Could be anything mate. What springs to mind is:

-Use flat soled shoes or barefoot when lifting

-Legs further apart when squatting, sit back into it. Practice on a box or your toilet if you like.

-Feet too close to the bar when setting up deadlift.

-Posterior chain weak (do good mornings and/or reverse hypers and/or GHRs)


----------



## bry1979 (May 2, 2010)

Mowgli said:


> Could be anything mate. What springs to mind is:
> 
> -Use flat soled shoes or barefoot when lifting
> 
> ...


This, imo.


----------



## switch (Jan 5, 2011)

To stop the roll, curl your toes up works a treat with a lot of people.

Find a god powerlifting gym and get a trainer for a few sessions.


----------



## Gza1 (Aug 6, 2007)

Cheers I haven't done and hypers or good morns in a while il add them in my lower body day, also going to try stretching my hams every day too


----------



## martin brown (Dec 31, 2008)

It's not likely to be a flexibility issue, just technique.

Practise.

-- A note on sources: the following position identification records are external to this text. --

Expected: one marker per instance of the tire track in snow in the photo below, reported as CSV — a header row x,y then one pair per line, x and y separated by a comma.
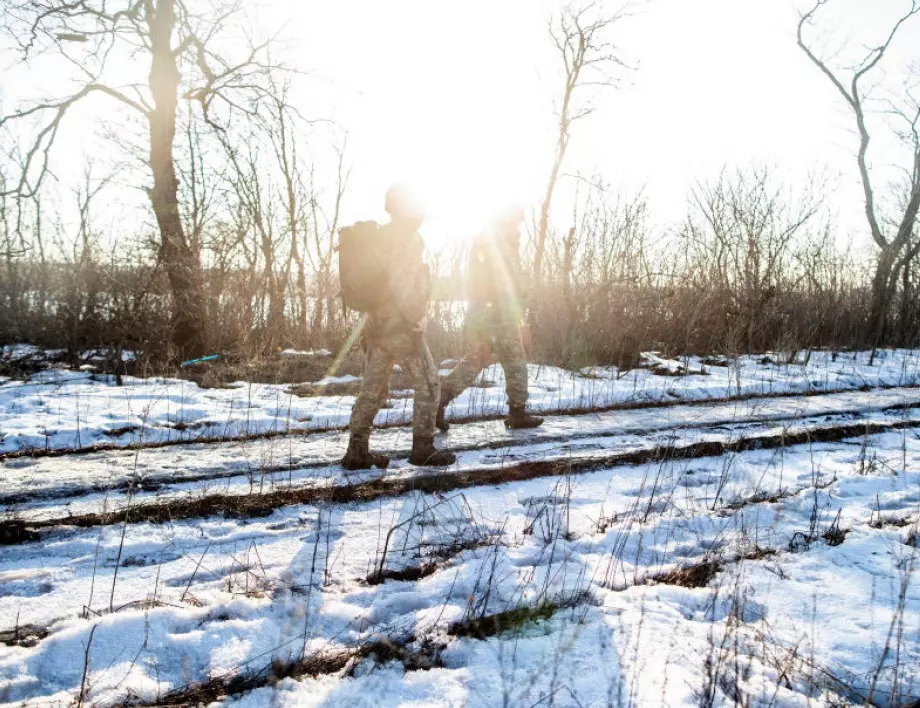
x,y
14,531
131,482
35,452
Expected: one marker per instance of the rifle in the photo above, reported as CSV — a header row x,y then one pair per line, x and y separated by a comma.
x,y
424,355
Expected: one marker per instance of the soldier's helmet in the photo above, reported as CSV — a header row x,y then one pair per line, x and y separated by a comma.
x,y
402,202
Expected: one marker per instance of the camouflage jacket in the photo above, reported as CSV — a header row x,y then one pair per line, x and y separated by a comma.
x,y
408,282
495,275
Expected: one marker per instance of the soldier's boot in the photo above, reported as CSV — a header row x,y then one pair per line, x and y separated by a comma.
x,y
440,420
425,454
518,418
359,457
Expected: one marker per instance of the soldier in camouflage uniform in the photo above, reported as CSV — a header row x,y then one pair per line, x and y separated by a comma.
x,y
496,288
394,332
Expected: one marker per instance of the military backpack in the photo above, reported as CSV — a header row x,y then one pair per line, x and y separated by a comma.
x,y
362,275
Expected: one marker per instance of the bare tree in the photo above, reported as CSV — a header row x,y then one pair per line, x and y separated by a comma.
x,y
579,34
185,47
893,241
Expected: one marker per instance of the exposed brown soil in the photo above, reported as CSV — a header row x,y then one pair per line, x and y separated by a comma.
x,y
259,505
216,439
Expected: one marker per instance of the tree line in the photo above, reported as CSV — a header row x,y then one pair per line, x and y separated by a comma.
x,y
240,252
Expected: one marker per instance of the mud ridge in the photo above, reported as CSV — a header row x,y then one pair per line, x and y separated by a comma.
x,y
160,481
629,405
261,505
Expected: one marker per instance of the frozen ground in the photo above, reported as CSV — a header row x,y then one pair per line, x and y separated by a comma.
x,y
719,565
63,409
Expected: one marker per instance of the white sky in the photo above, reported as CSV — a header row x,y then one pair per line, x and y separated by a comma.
x,y
458,98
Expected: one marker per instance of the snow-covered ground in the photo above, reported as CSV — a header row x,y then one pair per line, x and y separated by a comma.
x,y
63,409
775,576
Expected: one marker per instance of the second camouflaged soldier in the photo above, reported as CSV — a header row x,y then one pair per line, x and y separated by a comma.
x,y
383,274
496,289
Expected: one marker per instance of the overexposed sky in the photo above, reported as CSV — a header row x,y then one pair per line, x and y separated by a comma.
x,y
458,97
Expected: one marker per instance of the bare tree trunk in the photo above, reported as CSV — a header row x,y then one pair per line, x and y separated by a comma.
x,y
181,262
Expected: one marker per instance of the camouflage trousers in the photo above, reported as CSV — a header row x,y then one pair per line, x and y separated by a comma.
x,y
491,334
409,349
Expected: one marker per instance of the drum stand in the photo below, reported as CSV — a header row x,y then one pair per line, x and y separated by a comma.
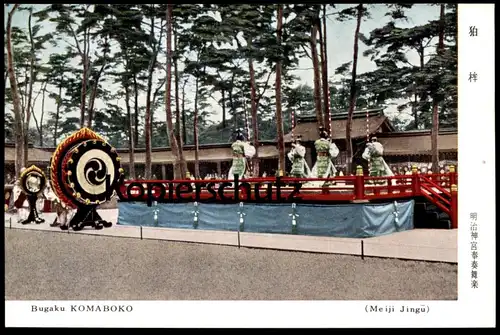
x,y
87,216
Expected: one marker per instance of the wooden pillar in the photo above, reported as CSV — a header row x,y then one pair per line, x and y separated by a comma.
x,y
219,168
454,206
309,150
163,172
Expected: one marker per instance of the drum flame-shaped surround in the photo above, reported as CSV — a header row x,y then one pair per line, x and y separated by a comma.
x,y
84,169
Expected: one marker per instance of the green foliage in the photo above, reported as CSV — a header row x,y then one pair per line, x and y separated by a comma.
x,y
214,44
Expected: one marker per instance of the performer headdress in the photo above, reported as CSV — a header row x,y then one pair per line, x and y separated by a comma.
x,y
322,133
239,135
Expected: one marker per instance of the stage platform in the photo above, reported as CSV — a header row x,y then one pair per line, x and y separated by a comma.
x,y
418,244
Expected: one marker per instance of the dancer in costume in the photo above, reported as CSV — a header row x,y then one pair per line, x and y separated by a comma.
x,y
300,169
31,182
242,151
20,201
327,151
373,153
63,211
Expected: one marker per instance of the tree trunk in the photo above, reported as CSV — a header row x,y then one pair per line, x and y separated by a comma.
x,y
84,80
147,116
184,135
16,99
178,170
435,102
94,95
279,114
58,109
130,129
352,102
324,72
414,108
136,109
195,130
30,89
44,90
180,143
317,83
255,124
223,92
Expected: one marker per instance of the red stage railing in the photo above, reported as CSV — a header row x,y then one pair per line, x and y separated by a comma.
x,y
439,189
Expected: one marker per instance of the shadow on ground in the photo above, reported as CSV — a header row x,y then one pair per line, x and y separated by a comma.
x,y
52,266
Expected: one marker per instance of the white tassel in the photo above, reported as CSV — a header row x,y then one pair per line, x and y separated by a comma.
x,y
396,212
240,212
294,215
195,212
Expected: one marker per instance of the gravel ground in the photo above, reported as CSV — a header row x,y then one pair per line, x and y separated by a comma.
x,y
52,266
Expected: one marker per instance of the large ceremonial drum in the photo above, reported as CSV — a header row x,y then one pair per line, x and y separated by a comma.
x,y
85,169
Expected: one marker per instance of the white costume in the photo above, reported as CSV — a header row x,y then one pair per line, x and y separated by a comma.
x,y
242,151
63,212
324,168
300,169
22,208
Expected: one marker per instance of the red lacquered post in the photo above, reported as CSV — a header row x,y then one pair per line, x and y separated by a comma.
x,y
415,181
359,184
454,206
453,175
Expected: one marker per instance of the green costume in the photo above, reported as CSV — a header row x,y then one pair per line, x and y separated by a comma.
x,y
373,153
327,151
241,150
300,169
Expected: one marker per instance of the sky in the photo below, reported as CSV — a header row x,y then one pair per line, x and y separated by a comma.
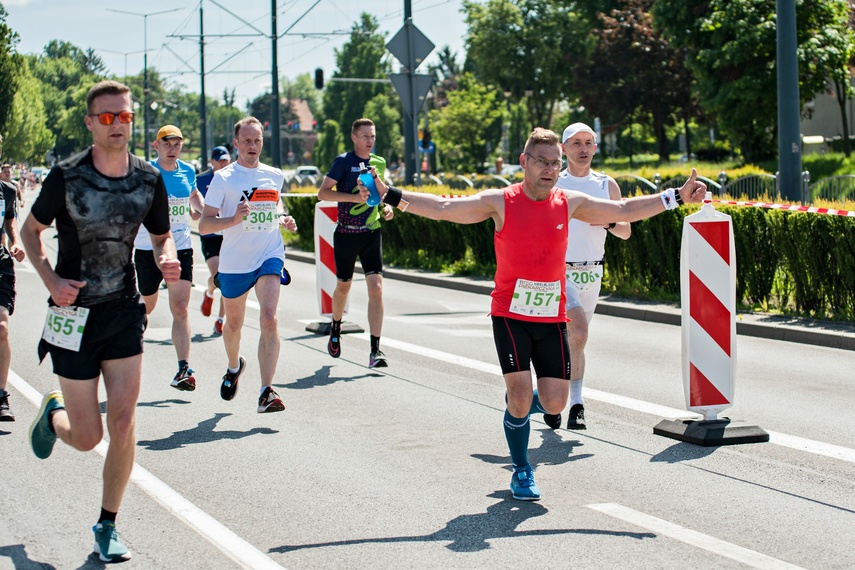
x,y
241,61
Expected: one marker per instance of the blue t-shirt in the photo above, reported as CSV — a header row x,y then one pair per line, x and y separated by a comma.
x,y
352,218
180,184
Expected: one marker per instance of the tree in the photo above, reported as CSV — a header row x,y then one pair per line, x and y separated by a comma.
x,y
633,72
363,56
10,68
459,127
27,137
731,47
520,46
330,144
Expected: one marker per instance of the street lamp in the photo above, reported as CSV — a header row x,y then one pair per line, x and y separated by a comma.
x,y
145,66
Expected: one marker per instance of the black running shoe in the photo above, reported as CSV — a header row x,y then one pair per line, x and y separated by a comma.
x,y
229,387
334,344
576,418
269,402
552,420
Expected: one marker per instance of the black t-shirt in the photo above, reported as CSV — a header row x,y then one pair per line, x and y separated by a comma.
x,y
9,196
97,218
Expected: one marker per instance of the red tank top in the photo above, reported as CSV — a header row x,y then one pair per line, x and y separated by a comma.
x,y
530,250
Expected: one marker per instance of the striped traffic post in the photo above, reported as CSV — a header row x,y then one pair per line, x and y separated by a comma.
x,y
326,218
708,295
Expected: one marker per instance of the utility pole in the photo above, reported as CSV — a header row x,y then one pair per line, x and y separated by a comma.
x,y
203,112
275,118
789,132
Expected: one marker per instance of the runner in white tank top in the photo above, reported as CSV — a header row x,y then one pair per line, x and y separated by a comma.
x,y
585,250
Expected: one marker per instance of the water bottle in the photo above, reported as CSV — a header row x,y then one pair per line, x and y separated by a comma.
x,y
368,181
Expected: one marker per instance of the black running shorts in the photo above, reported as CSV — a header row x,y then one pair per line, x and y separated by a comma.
x,y
149,276
7,284
545,345
211,246
113,330
367,246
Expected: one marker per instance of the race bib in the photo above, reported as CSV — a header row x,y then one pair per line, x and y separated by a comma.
x,y
585,277
536,298
64,326
178,210
262,215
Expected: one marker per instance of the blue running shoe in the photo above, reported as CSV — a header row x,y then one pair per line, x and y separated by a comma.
x,y
107,545
42,436
523,486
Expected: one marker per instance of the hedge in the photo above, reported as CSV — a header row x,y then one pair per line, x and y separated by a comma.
x,y
791,262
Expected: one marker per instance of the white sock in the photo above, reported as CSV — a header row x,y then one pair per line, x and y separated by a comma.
x,y
576,392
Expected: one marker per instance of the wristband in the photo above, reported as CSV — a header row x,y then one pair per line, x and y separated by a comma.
x,y
393,196
668,199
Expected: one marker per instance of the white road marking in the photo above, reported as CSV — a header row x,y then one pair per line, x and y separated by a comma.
x,y
784,440
237,549
694,538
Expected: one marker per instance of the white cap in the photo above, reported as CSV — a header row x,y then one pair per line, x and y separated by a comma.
x,y
576,128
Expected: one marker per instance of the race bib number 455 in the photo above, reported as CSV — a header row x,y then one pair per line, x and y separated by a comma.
x,y
64,326
262,215
536,298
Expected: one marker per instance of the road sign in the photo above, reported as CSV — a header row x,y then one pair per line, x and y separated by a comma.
x,y
421,85
399,46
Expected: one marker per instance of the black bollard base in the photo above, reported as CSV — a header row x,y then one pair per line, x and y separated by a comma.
x,y
323,328
708,433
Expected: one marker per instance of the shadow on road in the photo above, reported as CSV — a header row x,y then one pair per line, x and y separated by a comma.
x,y
472,533
202,433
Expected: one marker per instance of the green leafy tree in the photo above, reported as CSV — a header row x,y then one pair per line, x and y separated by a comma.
x,y
330,144
10,68
526,48
27,137
363,56
731,46
459,127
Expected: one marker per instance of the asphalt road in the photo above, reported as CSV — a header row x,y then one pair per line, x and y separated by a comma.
x,y
407,467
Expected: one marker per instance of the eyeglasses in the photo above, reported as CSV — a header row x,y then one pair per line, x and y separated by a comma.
x,y
125,117
541,163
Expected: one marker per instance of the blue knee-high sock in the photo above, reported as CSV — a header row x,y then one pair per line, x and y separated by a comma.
x,y
516,432
536,408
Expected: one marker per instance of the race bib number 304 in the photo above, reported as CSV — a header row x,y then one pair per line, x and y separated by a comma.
x,y
536,298
262,215
64,326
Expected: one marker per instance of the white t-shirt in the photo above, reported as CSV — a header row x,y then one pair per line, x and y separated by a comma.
x,y
180,184
249,244
587,242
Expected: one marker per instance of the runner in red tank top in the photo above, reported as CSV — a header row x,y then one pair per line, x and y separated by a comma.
x,y
529,320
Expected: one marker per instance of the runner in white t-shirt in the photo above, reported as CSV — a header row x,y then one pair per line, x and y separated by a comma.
x,y
185,201
245,196
585,250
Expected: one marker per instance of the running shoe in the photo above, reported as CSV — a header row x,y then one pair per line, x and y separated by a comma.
x,y
269,402
42,436
184,380
576,418
230,379
377,359
6,414
552,420
334,344
107,545
207,303
523,486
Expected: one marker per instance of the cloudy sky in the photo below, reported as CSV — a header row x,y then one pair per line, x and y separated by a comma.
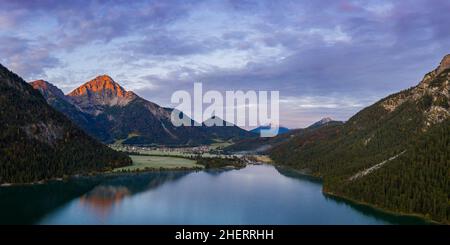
x,y
327,58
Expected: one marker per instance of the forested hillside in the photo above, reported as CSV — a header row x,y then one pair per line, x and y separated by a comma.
x,y
37,142
393,154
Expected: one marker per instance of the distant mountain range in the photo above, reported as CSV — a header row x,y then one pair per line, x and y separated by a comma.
x,y
259,144
107,111
281,129
38,142
322,122
394,154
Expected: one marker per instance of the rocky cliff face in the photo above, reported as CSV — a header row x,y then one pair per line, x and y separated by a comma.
x,y
104,109
393,154
433,90
38,142
102,91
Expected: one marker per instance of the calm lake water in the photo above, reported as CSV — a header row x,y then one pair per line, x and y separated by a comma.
x,y
257,194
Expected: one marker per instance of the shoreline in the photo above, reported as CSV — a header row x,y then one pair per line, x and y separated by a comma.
x,y
380,209
357,202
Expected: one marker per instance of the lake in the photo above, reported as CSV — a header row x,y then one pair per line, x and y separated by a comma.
x,y
257,194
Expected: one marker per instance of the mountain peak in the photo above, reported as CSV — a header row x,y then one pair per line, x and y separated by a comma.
x,y
325,120
47,89
99,92
321,122
444,65
99,85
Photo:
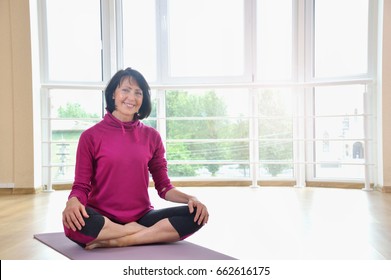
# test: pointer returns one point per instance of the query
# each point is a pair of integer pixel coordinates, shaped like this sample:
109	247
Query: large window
251	90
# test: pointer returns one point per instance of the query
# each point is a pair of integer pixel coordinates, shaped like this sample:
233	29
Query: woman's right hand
72	216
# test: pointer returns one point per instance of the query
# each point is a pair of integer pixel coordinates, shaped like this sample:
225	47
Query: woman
109	204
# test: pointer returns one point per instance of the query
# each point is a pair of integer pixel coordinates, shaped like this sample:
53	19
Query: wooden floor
272	223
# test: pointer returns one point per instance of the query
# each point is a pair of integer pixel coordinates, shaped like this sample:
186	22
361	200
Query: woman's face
128	98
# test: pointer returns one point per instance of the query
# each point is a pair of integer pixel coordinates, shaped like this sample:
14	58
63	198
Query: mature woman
109	205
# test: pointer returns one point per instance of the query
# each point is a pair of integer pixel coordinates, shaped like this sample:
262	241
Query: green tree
277	127
74	110
204	105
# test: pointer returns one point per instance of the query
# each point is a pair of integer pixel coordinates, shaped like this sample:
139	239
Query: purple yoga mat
182	250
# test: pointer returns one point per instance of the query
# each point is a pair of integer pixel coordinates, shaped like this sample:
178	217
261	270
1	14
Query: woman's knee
89	232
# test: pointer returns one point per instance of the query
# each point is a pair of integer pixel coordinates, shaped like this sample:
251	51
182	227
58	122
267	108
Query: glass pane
339	115
207	103
62	174
339	100
348	150
274	39
275	128
339	127
339	171
75	104
200	45
74	40
275	102
139	37
207	151
283	170
275	150
222	171
207	129
341	37
63	152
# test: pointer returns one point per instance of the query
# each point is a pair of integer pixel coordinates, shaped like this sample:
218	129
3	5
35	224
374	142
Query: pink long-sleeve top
113	162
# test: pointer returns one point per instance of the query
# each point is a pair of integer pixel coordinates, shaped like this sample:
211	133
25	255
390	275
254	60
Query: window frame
302	84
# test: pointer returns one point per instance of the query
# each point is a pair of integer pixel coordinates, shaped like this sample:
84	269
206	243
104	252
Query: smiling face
128	98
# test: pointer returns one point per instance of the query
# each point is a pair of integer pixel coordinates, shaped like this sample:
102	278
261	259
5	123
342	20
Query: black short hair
116	81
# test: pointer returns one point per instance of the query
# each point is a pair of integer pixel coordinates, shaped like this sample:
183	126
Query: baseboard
9	191
384	189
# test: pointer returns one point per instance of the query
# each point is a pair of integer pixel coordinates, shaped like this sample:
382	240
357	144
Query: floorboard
273	223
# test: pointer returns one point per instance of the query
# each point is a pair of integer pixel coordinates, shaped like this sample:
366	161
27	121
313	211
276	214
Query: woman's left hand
202	214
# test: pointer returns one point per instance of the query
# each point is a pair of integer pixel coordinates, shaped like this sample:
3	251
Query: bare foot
101	244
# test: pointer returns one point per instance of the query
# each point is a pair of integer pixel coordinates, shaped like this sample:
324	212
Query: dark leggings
179	217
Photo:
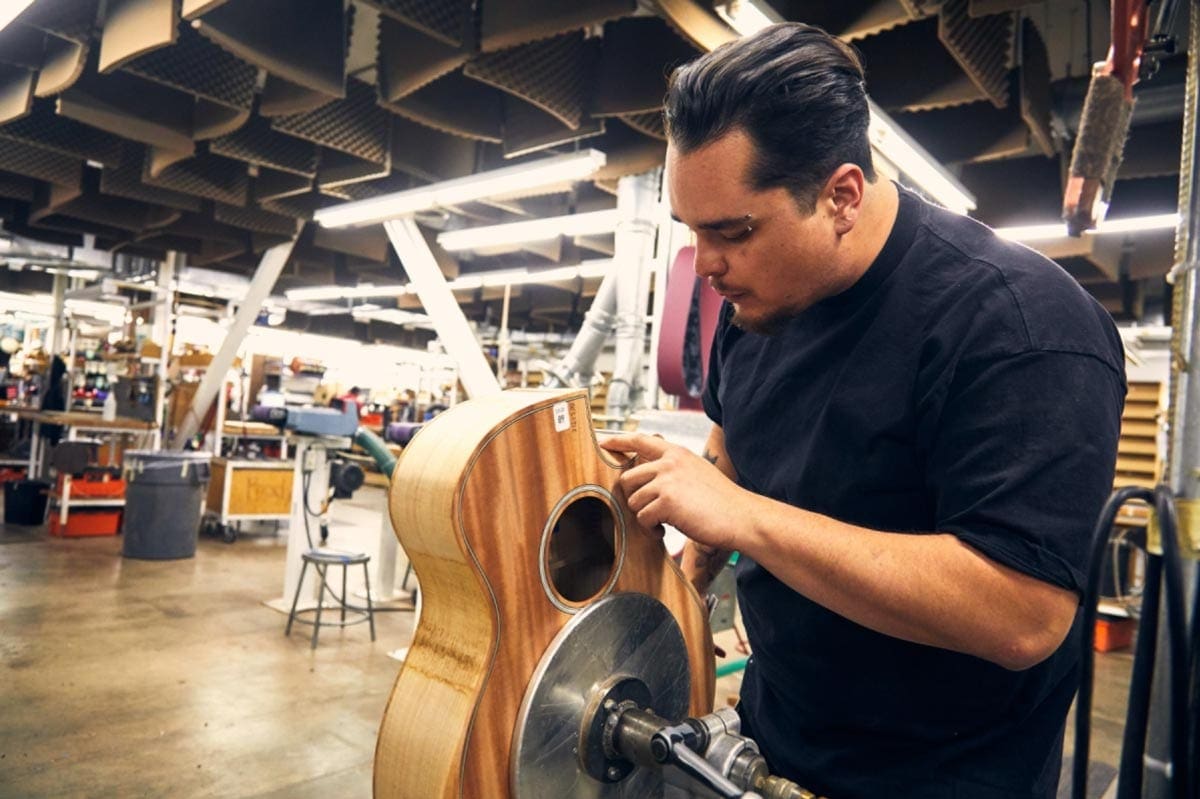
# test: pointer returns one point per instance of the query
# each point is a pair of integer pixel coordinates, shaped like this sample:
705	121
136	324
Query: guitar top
513	520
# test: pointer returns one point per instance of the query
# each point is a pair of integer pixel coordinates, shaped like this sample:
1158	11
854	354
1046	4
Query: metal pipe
1183	449
576	367
636	204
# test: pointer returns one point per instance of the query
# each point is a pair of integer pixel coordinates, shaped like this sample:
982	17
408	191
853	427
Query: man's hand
670	485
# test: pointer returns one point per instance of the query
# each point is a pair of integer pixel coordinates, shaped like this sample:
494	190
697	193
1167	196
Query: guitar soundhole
582	550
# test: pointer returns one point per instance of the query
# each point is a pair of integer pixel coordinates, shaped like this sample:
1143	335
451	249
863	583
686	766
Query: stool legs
321	599
345	569
292	614
370	605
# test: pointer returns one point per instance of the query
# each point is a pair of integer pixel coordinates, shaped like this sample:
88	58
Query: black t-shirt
967	385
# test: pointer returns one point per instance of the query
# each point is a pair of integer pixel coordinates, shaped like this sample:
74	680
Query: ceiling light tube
11	8
503	181
345	292
748	17
1026	233
498	235
889	140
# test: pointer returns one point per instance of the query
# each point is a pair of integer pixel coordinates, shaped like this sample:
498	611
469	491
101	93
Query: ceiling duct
301	43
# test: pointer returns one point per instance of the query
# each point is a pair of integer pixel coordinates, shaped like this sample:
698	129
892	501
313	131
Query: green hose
377	449
731	667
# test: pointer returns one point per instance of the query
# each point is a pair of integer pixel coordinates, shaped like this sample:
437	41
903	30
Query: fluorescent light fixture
587	270
503	181
498	235
748	16
1059	229
393	316
11	8
889	140
346	292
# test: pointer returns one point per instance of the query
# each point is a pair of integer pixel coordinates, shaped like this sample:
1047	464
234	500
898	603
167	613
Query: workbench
75	422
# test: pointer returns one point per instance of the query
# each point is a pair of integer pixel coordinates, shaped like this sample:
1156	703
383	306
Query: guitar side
479	548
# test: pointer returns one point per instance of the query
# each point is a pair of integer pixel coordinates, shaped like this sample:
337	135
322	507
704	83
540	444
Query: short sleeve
1023	456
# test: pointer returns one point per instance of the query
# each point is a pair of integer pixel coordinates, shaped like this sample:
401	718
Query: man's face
757	248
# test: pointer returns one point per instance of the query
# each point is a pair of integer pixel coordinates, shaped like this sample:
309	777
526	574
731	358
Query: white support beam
269	269
442	306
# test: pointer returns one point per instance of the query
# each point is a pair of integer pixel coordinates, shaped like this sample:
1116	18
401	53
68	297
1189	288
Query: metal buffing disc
623	635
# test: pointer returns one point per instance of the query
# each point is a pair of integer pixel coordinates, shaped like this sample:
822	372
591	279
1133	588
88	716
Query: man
915	428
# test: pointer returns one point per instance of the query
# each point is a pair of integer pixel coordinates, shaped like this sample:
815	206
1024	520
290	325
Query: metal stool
322	559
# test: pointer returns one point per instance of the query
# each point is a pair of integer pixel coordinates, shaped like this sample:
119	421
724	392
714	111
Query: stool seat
335	557
322	558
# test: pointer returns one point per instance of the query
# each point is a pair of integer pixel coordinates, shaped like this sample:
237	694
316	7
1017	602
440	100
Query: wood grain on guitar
511	517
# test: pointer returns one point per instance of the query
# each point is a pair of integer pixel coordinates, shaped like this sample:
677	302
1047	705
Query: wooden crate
1139	457
256	487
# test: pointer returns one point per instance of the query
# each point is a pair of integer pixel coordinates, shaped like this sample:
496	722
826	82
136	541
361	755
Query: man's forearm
925	588
701	564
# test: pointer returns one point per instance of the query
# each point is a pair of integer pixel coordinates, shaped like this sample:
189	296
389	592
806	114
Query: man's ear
844	193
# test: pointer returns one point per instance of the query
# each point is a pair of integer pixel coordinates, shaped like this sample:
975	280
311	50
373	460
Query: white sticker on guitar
562	416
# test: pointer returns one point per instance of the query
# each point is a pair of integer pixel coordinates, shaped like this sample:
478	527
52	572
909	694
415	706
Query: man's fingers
646	446
634	479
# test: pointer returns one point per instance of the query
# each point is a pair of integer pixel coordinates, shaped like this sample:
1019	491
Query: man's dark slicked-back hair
793	89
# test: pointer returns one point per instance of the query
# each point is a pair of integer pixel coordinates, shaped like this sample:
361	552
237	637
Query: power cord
1164	580
306	481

Alot  Box squats are good for it


----------



## Fatstuff (Mar 2, 2010)

certainly worth checking what shoes you have got on aswell


----------



## Gza1 (Aug 6, 2007)

martin brown said:


> It's not likely to be a flexibility issue, just technique.
> 
> Practise. Alot  Box squats are good for it


 Good for dead lifts too?

A friend of mine is well into powerlifting and he's told me I am quad dominant and I need to use hips and hams more.

Hes told me to practice standing unto a wall feet about 6 inches awey and practice sitting back into the squat making sure my face doesn't touch the wall, I've tried this but I keep falling backwards


----------



## Gza1 (Aug 6, 2007)

fatmanstan! said:


> certainly worth checking what shoes you have got on aswell


I usually wear flat trainer (converse) or bear foot


----------



## 1982chris1982 (Jan 18, 2011)

If u Can keep good form with hardly fook all on the bar thn I would say that you are trying to lift more weight thn you are able to lift sacrificing good form in the progress. If however you encounter the same problems regardless of weight I'd say u need to work on form... You should try and adopt different stances/grips to see which ones work best for your body type. As said above box squats are invaluable when learning to keep good form in your squat... I found tht barbell hacksquats helped me a lot with deadlifting form could be somthing to look into!!!


----------



## freddee (Mar 2, 2009)

I would just say when doing either exercise, make sure your knees don't go over your toes, and keep your back straight and things should correct themselves.....


----------



## MRSTRONG (Apr 18, 2009)

how high on your back is bar when squatting ?


----------



## Gza1 (Aug 6, 2007)

uhan said:


> how high on your back is bar when squatting ?


I have it quite high on my traps


----------



## recc (Apr 27, 2008)

Mowgli said:


> Could be anything mate. What springs to mind is:
> 
> -Use flat soled shoes or barefoot when lifting
> 
> ...


Or, feet too far away from the bar, is more likely to cause falling forward.

Shins touching bar when its on the floor.


----------



## MRSTRONG (Apr 18, 2009)

Gza1 said:


> I have it quite high on my traps


try bringing the bar a bit lower rather than kind of sitting on top if that makes sense ?


----------



## Gza1 (Aug 6, 2007)

uhan said:


> try bringing the bar a bit lower rather than kind of sitting on top if that makes sense ?


Yea I get you, il give it a try thanx


----------